Lake Michigan meteotsunamis
© GLERLA freeze frame from the animation below showing one of the April 13, 2018 meteotsunamis in detail. Orange and red indicate a rising water level and blue shows a falling water level.
Two meteotsunamis sloshed across Lake Michigan in a single day last month and a newly released modeling of them is giving us a look at their evolution.

Meteotsunamis are a type of tsunami, but instead of being generated by an underwater earthquake, the source is meteorological, which gives them their unique name. Thunderstorms are the instigator for the development of many meteotsunamis because they sometimes provide the spike in wind speed and the atmospheric pressure change needed to trigger their formation.

On April 13, bands of thunderstorms pushing across northern Lake Michigan spurred the development of a pair of meteotsunamis.

NOAA's Great Lakes Environmental Research Laboratory (GLERL) released a modeling of the meteotsunamis in a tweet Friday. Click the play button below and notice rising water level (orange/red) followed by falling water level (blue) between 43 and 45 degrees north latitude (marked on the left side of the animation).

This happens twice in the same general area of the modeled output, indicating that the two separate meteotsunamis formed in response to storms that moved through the area.

"The meteotsunami was caused by those short, extreme bursts of wind and pressure," said the GLERL.


A rapid rise of Lake Michigan's water level was noted in Ludington, Michigan, where the meteotsumani briefly submerged a breakwater.

GLERL said a gauge in Ludington reported a water level rise of 1.51 feet. It also noted that this measurement was taken in a harbor that was sheltered so the rise could have been higher in the open waters of Lake Michigan.


As shown in the tweet above, early reports indicated that another phenomenon known as a seiche led to the submerged breakwater, but GLERL confirmed that a meteotsunami was responsible.

The distinguishing factor is that meteotsunamis, like the ones from this event, last only a short time while seiches are longer lasting and impact a larger area.

Impacts from the meteotsunami were minimal, but some docks were damaged from rising and falling water levels in Manistee, Michigan.

Meteotsunamis Can Be Destructive and Deadly

Meteotsunamis are a potentially dangerous hazard on the Great Lakes that can be destructive and deadly.

Scientists explained this phenomenon in detail in February at an American Geophysical Union conference in Portland, Oregon.

"These are unusually fast changes in water level that can catch people off guard and inundate the coast, damage waterfront property, disrupt maritime activities and create strong currents," researchers said at the conference.

Thunderstorms, which generate about 80 percent of meteotsunamis, trigger their formation through a rise in wind speed and a pressure change, said Eric Anderson of NOAA's Great Lakes Environmental Research Laboratory. This creates a wave which then moves along with the storm.

Anderson said that if the wave and storm move at the same speed, this can cause it to become larger and potentially destructive. The growth of a meteotsunami can be further intensified as it enters shallower waters.

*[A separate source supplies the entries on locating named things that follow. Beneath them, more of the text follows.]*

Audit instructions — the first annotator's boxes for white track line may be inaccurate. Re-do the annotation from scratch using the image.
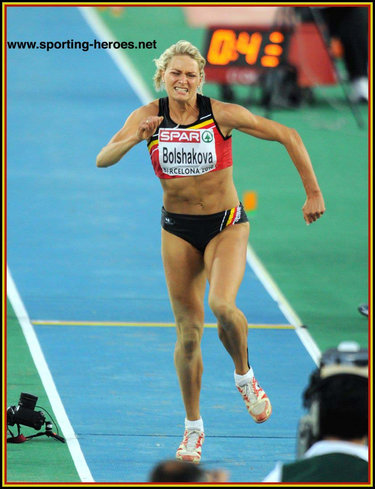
[79,7,321,364]
[7,267,95,476]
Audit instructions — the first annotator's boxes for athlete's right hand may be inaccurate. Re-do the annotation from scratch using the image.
[137,115,164,140]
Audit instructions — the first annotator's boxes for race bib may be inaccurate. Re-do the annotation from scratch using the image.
[159,128,217,176]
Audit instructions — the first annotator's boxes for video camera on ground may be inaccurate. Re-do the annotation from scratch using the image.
[7,392,65,443]
[7,392,46,430]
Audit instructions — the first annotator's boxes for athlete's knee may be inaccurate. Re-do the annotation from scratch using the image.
[177,323,203,359]
[208,296,237,329]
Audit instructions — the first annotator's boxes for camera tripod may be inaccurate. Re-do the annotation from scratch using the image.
[26,421,65,443]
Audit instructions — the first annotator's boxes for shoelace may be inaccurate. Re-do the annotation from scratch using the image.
[186,430,201,452]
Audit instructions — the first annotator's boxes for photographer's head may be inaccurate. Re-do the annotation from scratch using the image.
[297,342,368,457]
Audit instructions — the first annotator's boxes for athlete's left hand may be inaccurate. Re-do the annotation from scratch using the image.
[302,192,326,225]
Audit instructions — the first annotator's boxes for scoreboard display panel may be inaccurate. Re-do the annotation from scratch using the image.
[204,27,291,84]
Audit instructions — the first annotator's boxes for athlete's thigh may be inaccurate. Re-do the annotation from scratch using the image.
[204,222,250,301]
[161,229,206,322]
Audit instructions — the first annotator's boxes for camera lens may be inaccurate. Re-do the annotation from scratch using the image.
[18,392,38,411]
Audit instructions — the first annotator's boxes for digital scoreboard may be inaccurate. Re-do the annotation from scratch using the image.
[204,27,291,84]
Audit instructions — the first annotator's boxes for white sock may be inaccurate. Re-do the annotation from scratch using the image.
[185,418,204,431]
[234,367,254,386]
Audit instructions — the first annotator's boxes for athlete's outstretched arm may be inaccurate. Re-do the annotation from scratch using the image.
[96,102,163,168]
[212,101,325,224]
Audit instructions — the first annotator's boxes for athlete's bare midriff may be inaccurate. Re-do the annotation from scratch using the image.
[160,167,239,215]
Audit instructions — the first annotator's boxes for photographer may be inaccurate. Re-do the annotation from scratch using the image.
[263,343,368,483]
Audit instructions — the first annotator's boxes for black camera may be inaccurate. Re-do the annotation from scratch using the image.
[7,392,46,430]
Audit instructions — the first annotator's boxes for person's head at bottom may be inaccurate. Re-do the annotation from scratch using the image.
[149,460,228,482]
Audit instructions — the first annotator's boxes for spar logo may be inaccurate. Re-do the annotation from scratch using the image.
[159,129,201,143]
[202,131,214,143]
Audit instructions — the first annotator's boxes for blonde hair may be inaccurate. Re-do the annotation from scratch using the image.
[153,41,206,93]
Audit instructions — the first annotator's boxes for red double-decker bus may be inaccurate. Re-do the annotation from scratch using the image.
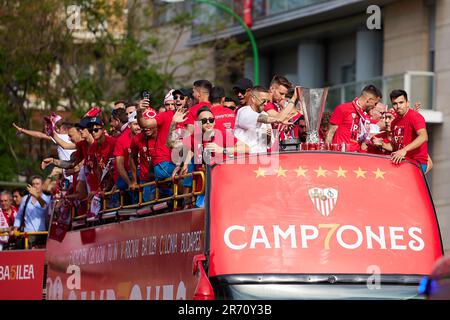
[0,151,443,300]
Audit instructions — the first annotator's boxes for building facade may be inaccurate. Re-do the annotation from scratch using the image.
[164,0,450,252]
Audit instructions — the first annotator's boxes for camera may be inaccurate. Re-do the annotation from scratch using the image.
[142,90,151,100]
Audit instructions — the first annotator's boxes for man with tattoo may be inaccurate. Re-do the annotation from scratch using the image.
[234,86,284,153]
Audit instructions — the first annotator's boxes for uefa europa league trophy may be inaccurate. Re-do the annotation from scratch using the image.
[295,87,328,143]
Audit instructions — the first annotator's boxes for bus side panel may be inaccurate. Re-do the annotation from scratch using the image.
[0,250,45,300]
[47,209,205,300]
[209,152,442,276]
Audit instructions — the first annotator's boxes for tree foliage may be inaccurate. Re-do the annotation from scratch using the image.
[0,0,245,180]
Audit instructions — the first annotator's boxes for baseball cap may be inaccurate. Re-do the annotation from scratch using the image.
[233,78,253,90]
[75,117,91,129]
[386,109,397,119]
[142,108,160,119]
[128,111,137,123]
[88,117,103,127]
[164,89,174,103]
[172,88,189,97]
[84,106,102,117]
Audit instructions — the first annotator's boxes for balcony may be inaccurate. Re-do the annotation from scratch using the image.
[189,0,394,45]
[325,71,443,123]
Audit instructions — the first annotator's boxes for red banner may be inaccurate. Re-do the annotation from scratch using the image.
[243,0,253,28]
[47,210,204,300]
[0,250,45,300]
[209,152,441,276]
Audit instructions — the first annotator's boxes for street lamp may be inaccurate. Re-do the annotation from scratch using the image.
[162,0,259,85]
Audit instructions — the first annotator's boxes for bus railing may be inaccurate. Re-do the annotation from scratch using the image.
[72,171,206,226]
[0,231,48,250]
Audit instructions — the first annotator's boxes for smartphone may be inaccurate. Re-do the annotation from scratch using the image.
[142,90,150,100]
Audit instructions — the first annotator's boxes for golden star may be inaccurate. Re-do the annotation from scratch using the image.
[353,167,367,179]
[372,168,386,179]
[333,166,347,178]
[314,166,328,178]
[294,166,308,178]
[277,166,287,177]
[253,167,266,178]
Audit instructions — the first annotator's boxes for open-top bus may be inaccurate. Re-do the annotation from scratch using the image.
[0,151,434,300]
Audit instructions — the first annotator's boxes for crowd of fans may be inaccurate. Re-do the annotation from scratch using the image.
[0,76,432,250]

About 100 meteotsunamis occur on the Great Lakes every year, and most are small, according to Anderson. He added that higher, destructive meteotsunamis happen about once per decade, on average.

The impacts from higher-end meteotsunamis are not nearly close to the catastrophic earthquake-induced tsunamis in Japan in 2011 and Indonesia in 2004.

Lake Michigan and Lake Erie typically have the most frequent meteotsunami activity, according to Dr. Chin Wu, a professor at the University of Wisconsin-Madison.

The large majority of meteotsunami events on the Great Lakes have occurred in the late-spring and summer months, when thunderstorms are most active in that region. Anderson said meteotsunami activity has historically peaked around May and June.

The most recent deadly meteotsunami occurred on the Great Lakes on July 4, 2003. The deaths of seven people in Sawyer, Michigan, were first blamed on rip currents until it was determined a meteotsunami was the cause.

Anderson mentioned that several damaging meteotsunamis have occurred since then, including in 2012, 2014 and 2017.

Meteotsunami events can happen when there is no apparent weather danger nearby. Several people were killed in a 1954 meteotsunami on Lake Michigan in Chicago four hours after the weather system triggering the event moved through.

Anderson said that once a meteotsunami is generated it can "refract or reflect off of coastlines". That may lead to the meteotsunami becoming disassociated from the weather system that led to its formation, as illustrated in the Chicago example.

Meteotsunamis are not exclusive to the Great Lakes and occur around the world.

The East Coast of the United States sees an average of about 20 meteotsunamis per year (1996-2016), according to Greg Dusek of NOAA. Those events are mostly small, he added.

A higher-end East Coast meteotsunami on June 13, 2013, generated a 6-foot wave that injured three people on a jetty in New Jersey during otherwise calm weather conditions.

Scientists hope that with additional research a forecast and warning system for meteotsunamis can eventually be developed to protect those potentially in harm's way.

Croatian scientists are working on a warning system for meteotsunami events on the Adriatic Sea, and U.S. scientists hope to build off their progress.